Neuseelands Premierministerin gelingt ein kleines Wunder: Mit Freundlichkeit und Ehrlichkeit hat sie Erfolg in der Politik. Auch durch eine der schwärzesten Stunden ihres Landes führte sie mit entschlossener Menschlichkeit.

Ein Kommentar von Jan Rübel

Einfach vormachen. Sich der Vorbildfunktion bewusst sein. Und anderen auf Augenhöhe begegnen, dann wird das schon: Was sich liest wie ein Psychoratgeber aus der Hilfdirselbstkarrierefachliteratur, ist in Wirklichkeit das konkrete Arbeitsprinzip einer erfolgreichen Politikerin Jacinda Ardern, der Premierministerin Neuseelands.

Neusee was? Das Land liegt 18.000 Kilometer Luftlinie von Deutschland entfernt, noch hinter Australien, hat keine fünf Millionen Einwohner und über die Heimatregion, wo Ardern aufwuchs, lässt sich vielleicht sagen, dass es die Kulisse für viele Szenen der Film-Trilogie von „Der Herr der Ringe“. Und nun Yahoo Person des Jahres? Warum denn das?

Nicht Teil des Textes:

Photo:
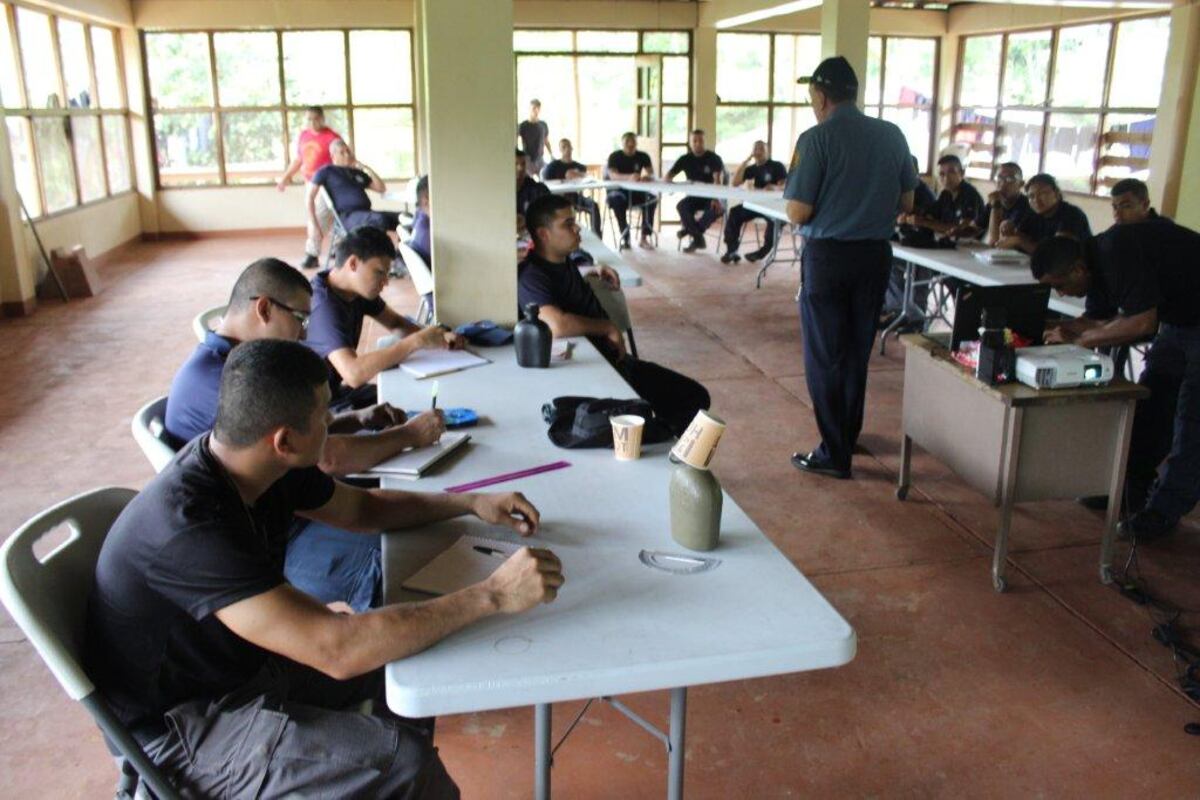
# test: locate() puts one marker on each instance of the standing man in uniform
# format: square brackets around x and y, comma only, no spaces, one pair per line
[534,139]
[312,154]
[852,174]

Weil sie einen Lebens- und Arbeitsweg aufweist, der eine Richtschnur sein kann, der leuchtet. Ganz unabhängig davon, was man von ihrer Politik hält.

Dem Hass in Christchurch begegnet

Ardern, 39, regiert als Sozialdemokratin seit Oktober 2017 in Koalition mit einer populistischen „New Zealand First“-Partei und von den Grünen geduldet. Das ist eine komische Konstellation, aber die Rechtspopulisten zeigen sich ganz verzaubert vom Stil der Regierungschefin. Seit ihrer Amtsschaft gehe es freundlicher im Parlament zu, heißt es. Respektvoller. Weniger aggressiv.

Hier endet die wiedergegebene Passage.